Вздыхаю. Я нынче — самый молодой, остальные — Виктор Семенович с Толяном — сильно старше, можно сказать, почти деды. Мне, стало быть, и бежать. Проклятое дежурство! Хоть бы раз удалось поспать по-человечески!
— Что там у вас? — киваю фельдшеру, нехотя принимая у него из рук документы. Лицо до чертиков знакомое — не в первый раз к нам возит. Кажется, мы даже как-то вместе на чьем-то дне рождения квасили. У него еще девушка в нашем отделении работает. Девушка — Юля, а он? Игорь?
— Представляешь, театр на гастроли приехал — прямо со сцены забирали. Впервые со мной такое.
— Театр? Какой театр? Дед, что ли, древний опять ногу подвернул? Таскают с собой стариков на гастроли… Или же какие-то олухи сверху вниз сиганули? На трапециях качались? Новаторы-авангардисты! — когда я научился так отвратительно ворчать?
— И не дед вовсе! — смеясь, машет рукой Игорь. Или Виталик? — Представляешь, молодой совсем парень. Прыгнул, споткнулся — гипс. Доплясался, короче.
«Доплясался», — все еще крутится у меня в голове, когда я подхожу к лежащему на каталке пациенту. Даже сквозь почти смертельную бледность и прожитые врозь годы я не могу не узнать этого лица: тяжелых век, закушенных губ и чеканного профиля.
— Здравствуй, Саша.
— Блядь! — устало роняет он и открывает глаза. — Глеб, это ты?
Так странно… Мы не виделись с ним… сколько? восемь лет? А узнали друг друга мгновенно: с первого взгляда, с первого слова. Другое дело, что на лирику у нас сейчас совсем нет времени. Перелом у Саши, если верить рентгеновскому снимку (а с чего бы мне вдруг ему не верить?), довольно отвратительный: мало того, что сам по себе болезненный, так еще и со смещением.
— Я, — отвечаю, стараясь выглядеть профессионально спокойным и собранным, тогда как все внутри меня в это время взрывается и разлетается, будто какая-нибудь чертова смертельная шрапнель. — Как же ты так, а?
— Неудачно приземлился, — кривит он губы в знакомой полуулыбке. Только раньше мне виделись за этим высокомерие и отрешенность, а теперь — попытка скрыть боль. Что ты, Саша, зачем же скрывать что-то от меня?
— Тогда — поехали, пациент!
Ставлю последнюю закорючку в бумагах Игоря-Виталика, машу ему на прощание рукой и сам берусь за каталку. У Гули, молоденькой санитарки приемного отделения, делаются круглые глаза. Поясняю зачем-то:
— Это мой друг.
Она быстро-быстро кивает. Не удивлюсь, если завтра вся больница будет в курсе, что доктор Старостин сам! своими собственными ручками затаскивал каталку с больным в лифт. Катим с Гулей вместе. Подумаешь! Я, покуда в меде учился, кем только ни подрабатывал — даже в морге санитаром. Меня теперь субординацией не напугать. Особенно, когда дело касается тех, кого я…

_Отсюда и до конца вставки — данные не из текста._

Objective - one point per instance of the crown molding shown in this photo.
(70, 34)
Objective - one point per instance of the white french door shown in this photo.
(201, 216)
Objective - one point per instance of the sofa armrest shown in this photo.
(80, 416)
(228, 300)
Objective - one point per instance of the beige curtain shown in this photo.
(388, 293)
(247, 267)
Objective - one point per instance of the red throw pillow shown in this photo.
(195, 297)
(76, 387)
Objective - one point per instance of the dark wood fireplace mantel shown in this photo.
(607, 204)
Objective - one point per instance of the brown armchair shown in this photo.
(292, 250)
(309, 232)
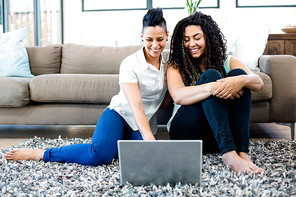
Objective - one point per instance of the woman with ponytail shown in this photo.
(131, 113)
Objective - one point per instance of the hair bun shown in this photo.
(153, 18)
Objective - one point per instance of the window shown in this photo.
(50, 22)
(1, 23)
(41, 17)
(20, 14)
(120, 5)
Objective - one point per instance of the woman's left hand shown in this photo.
(230, 88)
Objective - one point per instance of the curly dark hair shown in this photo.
(214, 55)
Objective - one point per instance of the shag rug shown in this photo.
(37, 178)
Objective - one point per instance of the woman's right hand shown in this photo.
(214, 86)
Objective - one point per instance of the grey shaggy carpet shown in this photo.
(37, 178)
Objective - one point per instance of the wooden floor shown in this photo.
(13, 135)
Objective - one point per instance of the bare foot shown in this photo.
(246, 157)
(24, 154)
(239, 164)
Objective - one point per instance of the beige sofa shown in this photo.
(73, 84)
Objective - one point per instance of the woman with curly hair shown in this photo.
(211, 92)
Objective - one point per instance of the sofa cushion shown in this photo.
(80, 59)
(45, 60)
(266, 92)
(14, 91)
(74, 88)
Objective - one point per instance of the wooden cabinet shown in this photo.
(281, 44)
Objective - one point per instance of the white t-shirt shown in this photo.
(152, 84)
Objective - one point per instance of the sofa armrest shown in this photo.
(282, 71)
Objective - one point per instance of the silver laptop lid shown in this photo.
(160, 162)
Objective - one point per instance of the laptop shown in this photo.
(160, 162)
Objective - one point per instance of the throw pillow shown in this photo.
(250, 46)
(14, 61)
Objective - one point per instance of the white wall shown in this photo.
(122, 28)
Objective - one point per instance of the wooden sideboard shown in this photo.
(281, 44)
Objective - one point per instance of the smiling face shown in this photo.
(154, 39)
(194, 40)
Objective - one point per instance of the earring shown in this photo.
(183, 51)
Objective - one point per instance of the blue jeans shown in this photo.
(110, 128)
(223, 125)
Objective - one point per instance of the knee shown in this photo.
(236, 72)
(210, 75)
(97, 160)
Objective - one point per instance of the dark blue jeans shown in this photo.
(103, 147)
(223, 125)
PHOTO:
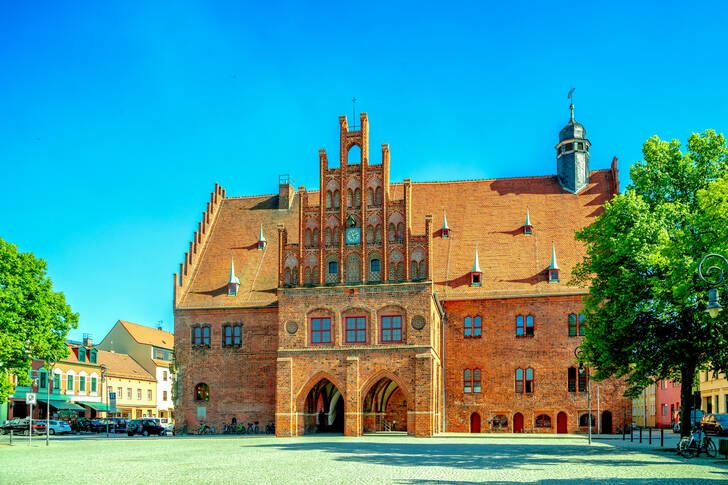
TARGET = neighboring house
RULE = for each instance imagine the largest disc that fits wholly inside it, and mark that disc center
(135, 388)
(644, 407)
(668, 402)
(714, 392)
(152, 348)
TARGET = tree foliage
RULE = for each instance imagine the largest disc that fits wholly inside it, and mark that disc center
(34, 320)
(646, 303)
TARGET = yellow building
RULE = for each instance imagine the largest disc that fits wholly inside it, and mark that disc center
(644, 408)
(713, 392)
(135, 388)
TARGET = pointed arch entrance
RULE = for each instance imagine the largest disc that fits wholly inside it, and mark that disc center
(324, 409)
(384, 407)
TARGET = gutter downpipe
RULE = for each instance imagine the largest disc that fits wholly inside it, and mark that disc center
(443, 317)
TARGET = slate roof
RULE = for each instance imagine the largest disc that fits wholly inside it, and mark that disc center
(486, 213)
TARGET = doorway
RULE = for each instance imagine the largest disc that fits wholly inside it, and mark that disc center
(561, 426)
(518, 423)
(606, 422)
(475, 423)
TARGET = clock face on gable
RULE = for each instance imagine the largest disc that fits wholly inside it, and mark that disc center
(353, 235)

А вот об этом мы подумаем после дежурства.
Едва успеваю отдать распоряжение о палате, куда поместить пациента (есть у меня свободное место в сильно блатной «двушке» — словно аккурат для этого случая), как меня снова зовут вниз: принять больного и расписаться. А потом опять. И опять. И снова… На вытяжку Сашу укладывает Толян — и за одно это я начинаю его тихо ненавидеть. Хотя при чем тут он? Просто такое у нас распределение обязанностей.
Когда я, находясь уже совсем на последнем издыхании, вползаю в палату, дыша тяжело, точно страдающая астмой старая черепаха, Саша спит и тени от ресниц дрожат на его бледных щеках. В прошлом я отдал бы все на свете, чтобы однажды получить возможность быть рядом с ним спящим. Теперь же — даже еще больше за то, чтобы он никогда не падал на этом своем спектакле и, соответственно, никогда не попадал к нам.

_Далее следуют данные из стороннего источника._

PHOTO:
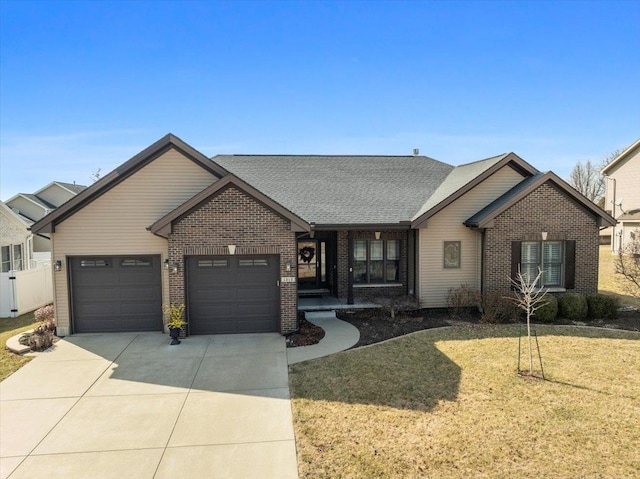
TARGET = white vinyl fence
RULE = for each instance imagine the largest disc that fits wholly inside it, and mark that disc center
(24, 291)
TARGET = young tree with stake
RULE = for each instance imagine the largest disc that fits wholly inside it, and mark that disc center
(530, 298)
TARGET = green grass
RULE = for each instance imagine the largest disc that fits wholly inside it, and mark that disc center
(448, 403)
(10, 362)
(611, 283)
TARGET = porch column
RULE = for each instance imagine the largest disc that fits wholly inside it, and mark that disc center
(350, 267)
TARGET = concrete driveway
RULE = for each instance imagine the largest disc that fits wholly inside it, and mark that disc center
(131, 406)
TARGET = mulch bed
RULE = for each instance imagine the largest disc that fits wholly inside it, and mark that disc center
(375, 325)
(307, 334)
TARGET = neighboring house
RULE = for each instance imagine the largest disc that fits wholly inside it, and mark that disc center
(622, 197)
(25, 273)
(237, 238)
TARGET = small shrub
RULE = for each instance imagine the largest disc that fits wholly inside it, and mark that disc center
(460, 300)
(42, 336)
(548, 312)
(573, 306)
(174, 315)
(601, 307)
(498, 308)
(46, 313)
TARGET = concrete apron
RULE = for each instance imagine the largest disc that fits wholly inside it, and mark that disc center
(128, 405)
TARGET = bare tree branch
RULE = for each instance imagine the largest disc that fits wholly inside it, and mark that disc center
(627, 264)
(586, 177)
(530, 298)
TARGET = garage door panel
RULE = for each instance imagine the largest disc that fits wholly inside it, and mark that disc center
(116, 293)
(92, 293)
(258, 293)
(139, 293)
(214, 294)
(241, 295)
(255, 325)
(209, 311)
(90, 278)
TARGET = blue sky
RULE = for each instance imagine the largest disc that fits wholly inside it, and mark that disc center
(87, 85)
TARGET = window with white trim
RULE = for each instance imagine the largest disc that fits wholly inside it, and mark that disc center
(376, 261)
(547, 256)
(11, 257)
(6, 259)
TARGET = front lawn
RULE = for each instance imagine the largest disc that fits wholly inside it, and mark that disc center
(448, 403)
(9, 362)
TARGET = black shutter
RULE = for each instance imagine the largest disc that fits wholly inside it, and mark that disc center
(516, 253)
(570, 264)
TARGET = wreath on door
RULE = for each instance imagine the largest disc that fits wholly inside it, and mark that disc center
(307, 253)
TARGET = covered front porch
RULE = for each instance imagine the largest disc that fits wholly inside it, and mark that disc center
(331, 303)
(347, 268)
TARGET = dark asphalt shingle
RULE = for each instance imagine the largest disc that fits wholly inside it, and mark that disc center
(342, 189)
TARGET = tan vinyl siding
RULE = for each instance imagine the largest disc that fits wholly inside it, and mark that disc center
(627, 179)
(622, 184)
(116, 222)
(434, 279)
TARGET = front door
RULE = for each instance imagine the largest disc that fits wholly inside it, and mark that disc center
(312, 259)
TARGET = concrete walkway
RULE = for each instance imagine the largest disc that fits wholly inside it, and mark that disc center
(338, 336)
(131, 406)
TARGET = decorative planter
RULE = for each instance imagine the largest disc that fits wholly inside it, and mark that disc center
(173, 334)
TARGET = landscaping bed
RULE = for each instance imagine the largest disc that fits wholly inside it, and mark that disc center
(376, 325)
(448, 403)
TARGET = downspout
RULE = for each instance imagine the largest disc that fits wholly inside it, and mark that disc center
(483, 233)
(613, 213)
(350, 267)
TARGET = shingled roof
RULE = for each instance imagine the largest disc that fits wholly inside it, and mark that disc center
(340, 190)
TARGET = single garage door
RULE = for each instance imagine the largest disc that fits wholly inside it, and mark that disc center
(233, 294)
(116, 293)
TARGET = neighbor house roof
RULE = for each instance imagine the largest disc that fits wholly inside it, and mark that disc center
(71, 187)
(104, 184)
(483, 218)
(621, 157)
(633, 215)
(39, 201)
(334, 190)
(463, 178)
(21, 219)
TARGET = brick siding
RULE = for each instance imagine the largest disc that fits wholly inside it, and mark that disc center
(545, 209)
(233, 217)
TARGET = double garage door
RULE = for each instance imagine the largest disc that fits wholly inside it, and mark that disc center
(233, 294)
(225, 294)
(116, 293)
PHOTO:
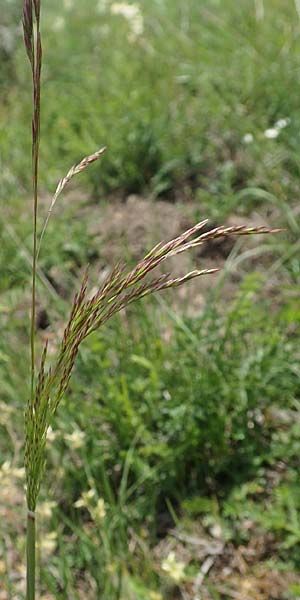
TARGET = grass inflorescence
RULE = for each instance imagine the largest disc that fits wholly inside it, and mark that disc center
(88, 313)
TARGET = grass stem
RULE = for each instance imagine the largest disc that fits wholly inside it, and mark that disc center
(30, 553)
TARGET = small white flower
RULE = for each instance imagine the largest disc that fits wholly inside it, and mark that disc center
(75, 439)
(173, 567)
(99, 512)
(248, 138)
(58, 24)
(51, 435)
(271, 133)
(282, 123)
(132, 13)
(85, 499)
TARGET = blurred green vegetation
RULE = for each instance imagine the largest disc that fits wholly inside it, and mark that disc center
(171, 420)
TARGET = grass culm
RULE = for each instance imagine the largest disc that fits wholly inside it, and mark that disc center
(88, 312)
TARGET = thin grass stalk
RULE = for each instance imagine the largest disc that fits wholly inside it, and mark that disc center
(32, 39)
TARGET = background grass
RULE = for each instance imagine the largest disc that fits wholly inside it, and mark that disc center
(177, 419)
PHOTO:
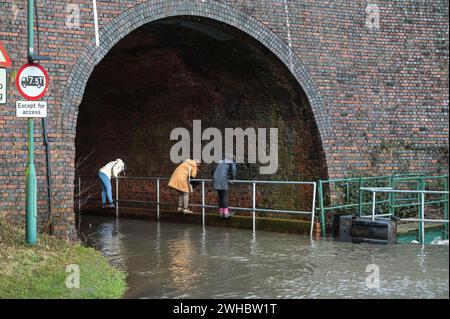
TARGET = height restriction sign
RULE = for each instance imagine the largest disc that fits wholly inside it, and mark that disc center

Минут пять я позволяю себе смотреть на него, а потом ухожу к себе. Думаю, Саше не понравилось бы, что кто-то видел его настолько беспомощным. Все-таки во сне люди удивительно открыты и беззащитны.
По какой-то великой, даже можно сказать, вселенской справедливости, мой возлюбленный диванчик до сих пор никем не занят. Похоже, воспользовавшись затишьем, господа-товарищи слиняли этажом ниже к очаровательным дамам, по всей видимости, дежурившим нынче в отделении абдоминальной хирургии. Однако диванчик, еще совсем недавно казавшийся мне желаннее райского облака, сейчас вовсю давит на все впуклости и выпуклости моего бедного тела, будто некий злыдень засыпал ему под обивку пару кило сушеного гороха. Такая вот растакая я нынче у нас принцесса!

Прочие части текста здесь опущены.